- Born: 17 July 1980 (age 45) Abha, Asir Province, Saudi Arabia
- Years active: 2000–present
- Known for: leadership of ALQST
- Notable work: ALQST, Diwan London and Moqsetoon
- Political party: National Assembly Party
- Website: www.assiri.uk

= Yahya Assiri =

Secretary General for the NAAS Party

Yahya Assiri (يحيى عسيري) is a Saudi Arabian human rights activist and former member of the Royal Saudi Air Force.

== Early life and career ==
Assiri was born in 1980 in Abha, Asir Province, a region in south-west Saudi Arabia. He joined the Royal Saudi Air Force when he was 18. After failing pilot training he moved to work in logistics and administration and, rising to senior officer rank, he eventually became responsible for weapons purchases. Assiri received his master's degree in Human Rights and Political Communications from Kingston University and has a bachelor's degree in Administration.
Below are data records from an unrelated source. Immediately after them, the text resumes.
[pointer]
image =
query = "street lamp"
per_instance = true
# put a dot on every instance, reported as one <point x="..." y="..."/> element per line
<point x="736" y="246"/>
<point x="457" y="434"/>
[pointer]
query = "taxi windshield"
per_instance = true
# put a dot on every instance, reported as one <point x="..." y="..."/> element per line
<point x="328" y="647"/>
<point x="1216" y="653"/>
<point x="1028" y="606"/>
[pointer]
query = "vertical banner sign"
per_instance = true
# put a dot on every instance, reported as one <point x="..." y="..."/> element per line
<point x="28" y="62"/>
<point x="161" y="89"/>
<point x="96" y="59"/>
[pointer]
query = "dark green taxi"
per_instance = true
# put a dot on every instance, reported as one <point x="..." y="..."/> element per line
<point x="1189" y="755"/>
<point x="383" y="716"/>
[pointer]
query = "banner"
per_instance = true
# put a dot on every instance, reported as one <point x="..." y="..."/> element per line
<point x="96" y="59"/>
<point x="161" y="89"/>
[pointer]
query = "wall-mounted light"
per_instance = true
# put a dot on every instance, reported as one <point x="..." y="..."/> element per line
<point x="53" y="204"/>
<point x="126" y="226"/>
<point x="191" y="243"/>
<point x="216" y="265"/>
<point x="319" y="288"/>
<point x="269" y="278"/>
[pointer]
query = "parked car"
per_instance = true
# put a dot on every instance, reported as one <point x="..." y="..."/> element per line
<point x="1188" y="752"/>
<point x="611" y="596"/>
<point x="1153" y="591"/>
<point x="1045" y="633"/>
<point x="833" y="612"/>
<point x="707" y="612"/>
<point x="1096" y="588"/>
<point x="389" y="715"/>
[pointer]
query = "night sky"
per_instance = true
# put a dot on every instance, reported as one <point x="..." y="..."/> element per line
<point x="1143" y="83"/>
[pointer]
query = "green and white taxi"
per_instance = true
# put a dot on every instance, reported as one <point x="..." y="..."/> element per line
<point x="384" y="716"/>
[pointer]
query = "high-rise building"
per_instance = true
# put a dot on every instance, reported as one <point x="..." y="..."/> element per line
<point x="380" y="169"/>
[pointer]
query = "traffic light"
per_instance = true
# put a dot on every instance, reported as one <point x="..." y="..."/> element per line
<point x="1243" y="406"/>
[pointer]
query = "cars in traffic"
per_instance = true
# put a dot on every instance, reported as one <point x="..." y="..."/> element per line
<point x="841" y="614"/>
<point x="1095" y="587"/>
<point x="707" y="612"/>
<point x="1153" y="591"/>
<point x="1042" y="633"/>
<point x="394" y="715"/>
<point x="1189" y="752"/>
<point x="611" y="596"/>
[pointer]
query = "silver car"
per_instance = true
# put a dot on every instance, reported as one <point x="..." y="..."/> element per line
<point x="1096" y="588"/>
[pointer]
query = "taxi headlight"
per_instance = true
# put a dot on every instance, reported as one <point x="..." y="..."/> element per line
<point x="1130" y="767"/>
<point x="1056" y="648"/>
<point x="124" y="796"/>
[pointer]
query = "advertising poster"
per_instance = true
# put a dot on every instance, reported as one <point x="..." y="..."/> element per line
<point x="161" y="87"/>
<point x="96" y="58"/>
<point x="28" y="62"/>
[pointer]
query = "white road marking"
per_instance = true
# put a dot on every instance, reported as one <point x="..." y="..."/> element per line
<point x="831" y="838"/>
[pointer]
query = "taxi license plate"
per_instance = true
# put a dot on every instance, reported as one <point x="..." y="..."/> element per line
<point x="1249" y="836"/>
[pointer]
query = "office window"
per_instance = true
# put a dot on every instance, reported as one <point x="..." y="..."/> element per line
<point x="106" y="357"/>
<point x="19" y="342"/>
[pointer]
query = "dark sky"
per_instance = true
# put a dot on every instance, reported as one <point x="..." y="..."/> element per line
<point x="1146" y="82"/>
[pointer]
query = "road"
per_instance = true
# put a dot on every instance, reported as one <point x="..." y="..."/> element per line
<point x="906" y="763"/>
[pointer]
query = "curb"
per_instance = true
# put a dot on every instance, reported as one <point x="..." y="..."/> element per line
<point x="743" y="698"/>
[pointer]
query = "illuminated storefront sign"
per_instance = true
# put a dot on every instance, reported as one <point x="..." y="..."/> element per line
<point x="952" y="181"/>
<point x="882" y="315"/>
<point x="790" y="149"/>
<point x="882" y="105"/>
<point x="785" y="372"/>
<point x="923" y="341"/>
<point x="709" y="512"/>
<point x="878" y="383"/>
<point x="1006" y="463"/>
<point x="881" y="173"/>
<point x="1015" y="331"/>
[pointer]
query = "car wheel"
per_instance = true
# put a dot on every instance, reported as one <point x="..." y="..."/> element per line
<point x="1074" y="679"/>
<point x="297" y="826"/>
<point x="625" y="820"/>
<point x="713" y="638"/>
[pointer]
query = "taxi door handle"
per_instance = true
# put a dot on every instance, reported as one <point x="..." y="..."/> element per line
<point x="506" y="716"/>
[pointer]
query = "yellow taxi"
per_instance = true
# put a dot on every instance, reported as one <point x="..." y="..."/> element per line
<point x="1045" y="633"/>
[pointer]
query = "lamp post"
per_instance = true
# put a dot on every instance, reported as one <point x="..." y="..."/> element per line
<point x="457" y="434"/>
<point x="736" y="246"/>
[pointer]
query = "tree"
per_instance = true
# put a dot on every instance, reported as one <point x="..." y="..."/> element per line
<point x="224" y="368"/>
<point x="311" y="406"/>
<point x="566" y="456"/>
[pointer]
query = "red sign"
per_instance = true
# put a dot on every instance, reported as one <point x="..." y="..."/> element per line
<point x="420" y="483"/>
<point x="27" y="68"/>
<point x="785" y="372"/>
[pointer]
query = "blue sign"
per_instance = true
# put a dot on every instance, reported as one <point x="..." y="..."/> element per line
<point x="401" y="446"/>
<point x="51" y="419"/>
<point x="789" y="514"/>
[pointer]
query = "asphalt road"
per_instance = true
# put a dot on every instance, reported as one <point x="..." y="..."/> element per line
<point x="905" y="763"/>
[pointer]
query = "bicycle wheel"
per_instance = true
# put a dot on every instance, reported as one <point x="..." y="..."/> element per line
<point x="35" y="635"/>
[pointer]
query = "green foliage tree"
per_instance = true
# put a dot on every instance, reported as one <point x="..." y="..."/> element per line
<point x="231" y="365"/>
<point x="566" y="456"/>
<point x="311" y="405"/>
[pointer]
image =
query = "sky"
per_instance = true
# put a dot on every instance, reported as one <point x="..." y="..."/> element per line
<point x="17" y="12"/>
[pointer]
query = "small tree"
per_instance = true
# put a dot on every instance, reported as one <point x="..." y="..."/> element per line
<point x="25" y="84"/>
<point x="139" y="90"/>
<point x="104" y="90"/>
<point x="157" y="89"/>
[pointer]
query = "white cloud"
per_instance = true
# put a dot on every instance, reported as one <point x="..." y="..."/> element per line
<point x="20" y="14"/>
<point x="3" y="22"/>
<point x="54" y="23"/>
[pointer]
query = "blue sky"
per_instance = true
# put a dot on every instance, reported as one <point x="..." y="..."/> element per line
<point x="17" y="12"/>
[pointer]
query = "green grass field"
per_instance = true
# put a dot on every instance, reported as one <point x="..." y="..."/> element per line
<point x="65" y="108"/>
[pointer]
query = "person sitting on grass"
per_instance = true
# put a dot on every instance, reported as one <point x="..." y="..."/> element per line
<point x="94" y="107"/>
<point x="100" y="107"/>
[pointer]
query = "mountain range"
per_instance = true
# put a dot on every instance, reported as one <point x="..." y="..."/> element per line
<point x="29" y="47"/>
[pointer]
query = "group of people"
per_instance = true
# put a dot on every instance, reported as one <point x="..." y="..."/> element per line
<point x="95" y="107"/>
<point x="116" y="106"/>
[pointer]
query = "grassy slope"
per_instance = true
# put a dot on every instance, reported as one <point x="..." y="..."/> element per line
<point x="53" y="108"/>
== Political and human rights activism ==
Assiri described his human rights concerns starting with voicing the worries of his air force colleagues who felt that their salaries were unfairly low in comparison with the wealth of members of the Saudi royal family. Assiri started becoming involved in online political forums in 2004. In 2006 he attended five or six public forums organised by Saud al-Hashimi in Jeddah, in which guests included the Palestinian Khaled Mashal and the Tunisian Rached Ghannouchi. He became involved in protests during an air force training period in London beginning in 2009. At the end of this period, he returned to Saudi Arabia but had difficulty finding work.

=== Political asylum ===
In 2013, Assiri returned to London to study human rights at Kingston University. In 2014, worried by the arrests of Abdullah al-Hamid and Mohammad Fahad al-Qahtani of the Saudi Civil and Political Rights Association and the long prison sentences that they received and by news from his colleagues that he would most likely be imprisoned if he returned to Saudi Arabia, he applied for political asylum in the United Kingdom. Assiri founded Al Qst (or ALQST), a human rights organisation, in August 2014. In 2015, he expressed concern that British authorities might have been delaying his request for political asylum in order to force him and his family to return to Saudi Arabia. In early 2017 he and his family were granted asylum with refugee status in the United Kingdom.

==Cybercrime target ==
In 2018, Assiri, together with other Saudi opposition members, like Ghanem Almasarir, was the target of cybercrime attempts. Their phones were targeted by the Pegasus spyware, with suspicions that the Saudi authorities were responsible.